Arrivano da ogni parte, non importa se devono percorrere duecento metri o due chilometri. Se sanno di noi, arrivano. Si portano dietro la ciotola che gli affida la mamma, può essere un pentolino, un secchiello, perfino una busta di plastica. Nera. Lì, chissà perché, le hanno solo nere, le buste. Come la pelle. Prendono il sentiero e, seguendo a ritroso l’eco del passaparola, si fanno vedere, silenziosi. I più piccoli piangono e a ragione, non hanno mai visto i bianchi. Eppure si avvicinano, la fame ha sempre vinto sulla paura. Le donne sono lì, che siano figli loro o meno, sorridono e infondono coraggio. Qualcuno cammina appena, avrà imparato a stare in piedi l’anno prima. Altri sono grandicelli, tanto da poter già andare a zappare la terra la prossima estate, quando raggiungeranno i nove o i dieci anni.
Il riso è pronto. Lo prepariamo in due o tre pentoloni cercando di insaporirlo con quello che abbiamo a disposizione, cioè niente. Infatti per noi è immangiabile, per loro è un pasto regalato che difficilmente possono permettersi. Non muoiono di fame né di stenti. Mangiano male, poco e solo quello che hanno a disposizione, cioè quasi niente. La mancanza di igiene, di cure e di cultura trasforma un batterio nello stomaco in un dinosauro che ti mangia a sua volta, da dentro. Piano piano. E poi ti ammazza, anche se hai la pancia piena. Che poi spesso è solo piena di vermi. Il riso è prezioso, chi se frega se non ha sapore.

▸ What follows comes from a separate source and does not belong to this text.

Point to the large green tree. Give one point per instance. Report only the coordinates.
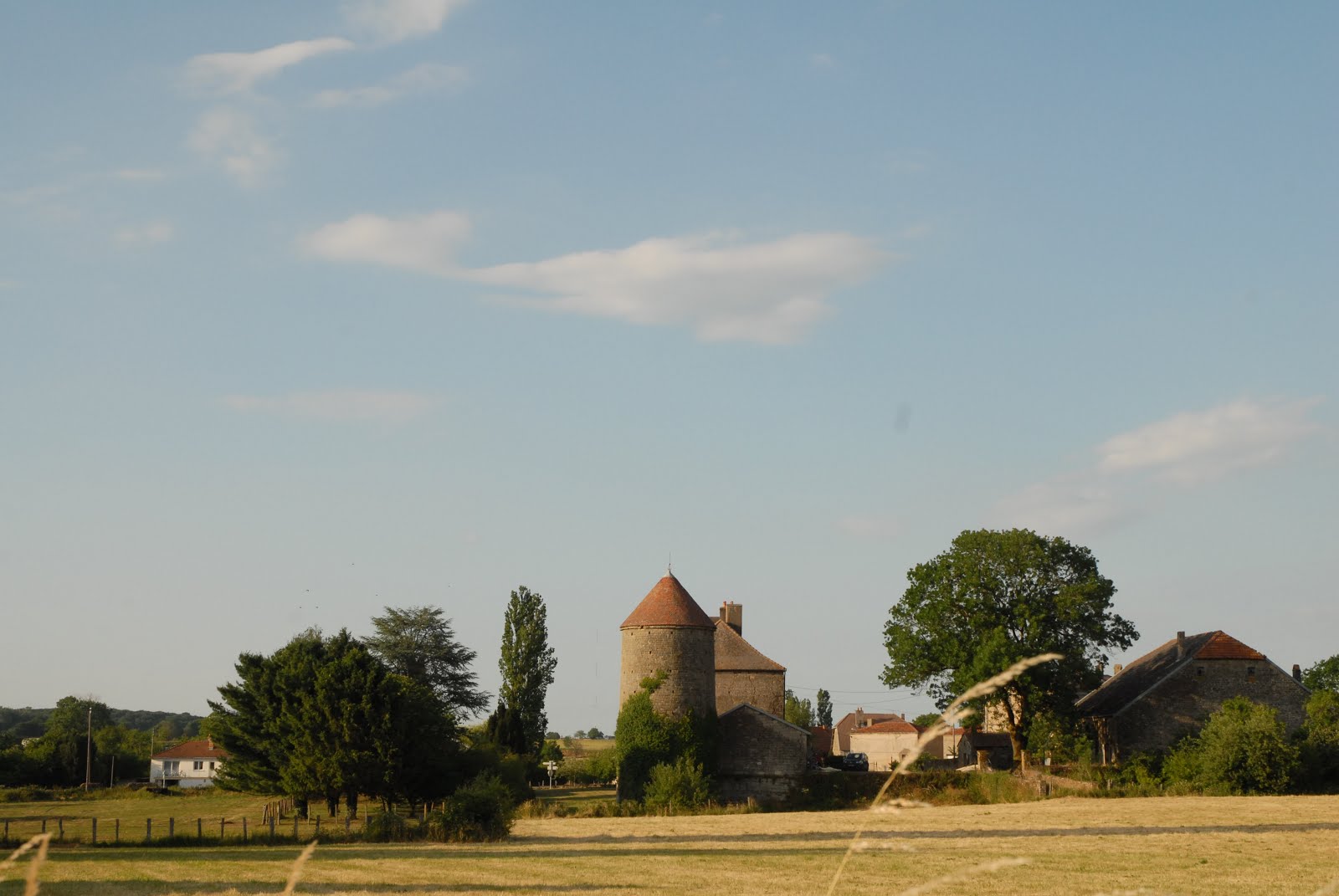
(997, 597)
(526, 663)
(418, 642)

Un po’ per uno riusciamo a riempire le ciotole. Ma solo perché quel passaparola non può raggiungere l’intero villaggio, che è esteso a dismisura e di bambini ne conta più di tremila. Sappiamo che le battaglie non si vincono così. Ciò nonostante, in zone diverse, organizziamo queste piccole mense per dare un segnale, spariamo un colpo in aria e facciamo capire che ci siamo. Non risolveremo noi i problemi né vinceremo la guerra, possiamo solo allungarla. Ma allungarla vuol dire permettere a quei bambini di diventare adulti.